Just take a look at all the martial artists that only do drills/kata and never spar and you will see that their skills tend to transfer poorly.
100% agreed, then maybe I overinterpreted your post. One can even call this "tweaking" beyond specific drills a pressure testing in that the method ir robust, say if the angle is 2% off, does it still work, or does it work on spherical cows?
 
I love the concept of returning to our roots, whatever they may be. I would suggest that it can be difficult, though, if who we were back then, and what our goals were, have significantly changed.

When I was a white belt I wanted to be good at whatever the instructor said was the course of instruction. I have moved a lot over they years, and thus changed schools and styles when options were limited. Each time, though, I wanted to excel in whatever the instructor said was important.

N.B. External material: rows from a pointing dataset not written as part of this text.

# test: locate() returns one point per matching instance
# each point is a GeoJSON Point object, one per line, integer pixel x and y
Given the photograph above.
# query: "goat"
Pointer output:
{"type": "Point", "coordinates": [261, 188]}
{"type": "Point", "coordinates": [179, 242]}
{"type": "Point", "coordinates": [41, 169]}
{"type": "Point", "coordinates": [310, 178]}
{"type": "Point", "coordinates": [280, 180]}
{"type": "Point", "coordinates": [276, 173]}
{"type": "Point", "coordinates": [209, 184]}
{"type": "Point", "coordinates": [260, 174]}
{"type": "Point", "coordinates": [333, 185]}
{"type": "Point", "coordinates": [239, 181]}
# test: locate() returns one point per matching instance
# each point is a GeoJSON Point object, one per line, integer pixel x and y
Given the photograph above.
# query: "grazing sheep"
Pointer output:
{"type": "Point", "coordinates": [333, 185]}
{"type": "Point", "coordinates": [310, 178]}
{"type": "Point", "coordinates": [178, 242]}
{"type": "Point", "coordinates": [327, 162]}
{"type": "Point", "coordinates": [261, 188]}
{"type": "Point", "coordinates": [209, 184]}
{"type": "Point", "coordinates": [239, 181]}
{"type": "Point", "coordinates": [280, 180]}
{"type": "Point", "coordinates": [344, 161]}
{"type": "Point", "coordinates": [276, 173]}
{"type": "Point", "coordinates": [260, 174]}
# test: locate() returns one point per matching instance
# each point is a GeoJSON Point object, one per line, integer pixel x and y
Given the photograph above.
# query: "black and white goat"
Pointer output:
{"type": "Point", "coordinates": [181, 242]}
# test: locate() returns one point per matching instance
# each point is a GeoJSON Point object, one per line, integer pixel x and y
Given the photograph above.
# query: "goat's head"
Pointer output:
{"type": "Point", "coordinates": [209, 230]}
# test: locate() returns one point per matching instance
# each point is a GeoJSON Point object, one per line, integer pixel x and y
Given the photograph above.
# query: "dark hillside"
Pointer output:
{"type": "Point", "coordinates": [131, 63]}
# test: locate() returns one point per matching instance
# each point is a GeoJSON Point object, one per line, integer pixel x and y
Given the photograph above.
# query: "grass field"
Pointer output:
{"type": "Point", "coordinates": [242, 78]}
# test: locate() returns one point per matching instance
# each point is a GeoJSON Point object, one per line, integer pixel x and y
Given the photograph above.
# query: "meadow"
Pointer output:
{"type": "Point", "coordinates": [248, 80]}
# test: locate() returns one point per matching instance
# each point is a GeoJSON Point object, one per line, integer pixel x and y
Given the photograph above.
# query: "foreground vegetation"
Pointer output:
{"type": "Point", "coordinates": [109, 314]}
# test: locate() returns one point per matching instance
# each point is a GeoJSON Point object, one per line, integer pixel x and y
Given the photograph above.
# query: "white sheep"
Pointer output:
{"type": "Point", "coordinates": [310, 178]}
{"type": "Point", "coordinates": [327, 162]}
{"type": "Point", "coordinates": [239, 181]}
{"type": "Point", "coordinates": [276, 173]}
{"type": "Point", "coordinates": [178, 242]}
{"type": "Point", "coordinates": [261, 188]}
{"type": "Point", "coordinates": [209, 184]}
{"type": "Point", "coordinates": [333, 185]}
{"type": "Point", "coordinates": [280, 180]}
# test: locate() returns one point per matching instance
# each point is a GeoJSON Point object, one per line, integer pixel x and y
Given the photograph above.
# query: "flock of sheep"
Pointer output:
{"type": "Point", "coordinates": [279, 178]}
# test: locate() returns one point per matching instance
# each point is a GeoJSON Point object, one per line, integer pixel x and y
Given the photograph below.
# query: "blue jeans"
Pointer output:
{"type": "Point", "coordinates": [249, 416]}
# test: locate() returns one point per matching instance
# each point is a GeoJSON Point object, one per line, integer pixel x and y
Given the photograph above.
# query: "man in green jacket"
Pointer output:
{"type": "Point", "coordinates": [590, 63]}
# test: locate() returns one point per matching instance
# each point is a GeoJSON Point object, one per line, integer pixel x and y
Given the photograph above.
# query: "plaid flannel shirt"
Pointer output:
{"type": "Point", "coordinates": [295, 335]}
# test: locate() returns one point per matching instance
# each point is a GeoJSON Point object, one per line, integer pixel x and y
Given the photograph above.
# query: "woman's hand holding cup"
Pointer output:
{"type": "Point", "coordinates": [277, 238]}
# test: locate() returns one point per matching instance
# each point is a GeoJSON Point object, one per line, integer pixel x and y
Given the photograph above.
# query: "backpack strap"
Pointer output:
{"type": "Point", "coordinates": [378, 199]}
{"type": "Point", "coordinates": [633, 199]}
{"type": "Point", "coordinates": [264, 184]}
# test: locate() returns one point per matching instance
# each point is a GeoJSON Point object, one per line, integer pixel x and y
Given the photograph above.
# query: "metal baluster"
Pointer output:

Then I read Miller's "Meditations on Violence" and it totally changed my thought processes and martial goals. Now I mostly focus on Wing Chun's foundational form because it teaches the principles of successful self-defense in the "up close and personal range". Since I am focused on self-defense, I need to deal with opponents "arms reach and closer" and the operant conditioning that will let me respond without conscious interpretation of the opponent's actions. Most of my previous training hasn't covered that; I'm terrible at it.

To learn this well isn't practicing a pattern hundreds our thousands of times. That provides some conditioning, but without the play of interaction the learning is not deep. You can learn to do a form perfectly, but perfect forms do not translate directly to self-defense. I would suggest it translates very little, since how your palm faces or how your front toe lines up to your rear heel will be impossible to think about while defending yourself on uneven or everyday ground.

If kata is your goal, then repetition enlightened by experiential wisdom will make you awesome. If self-defense is your goal, 20% kata and 80% practice with lots of environmental variables and different training partners will be a better use of your training time.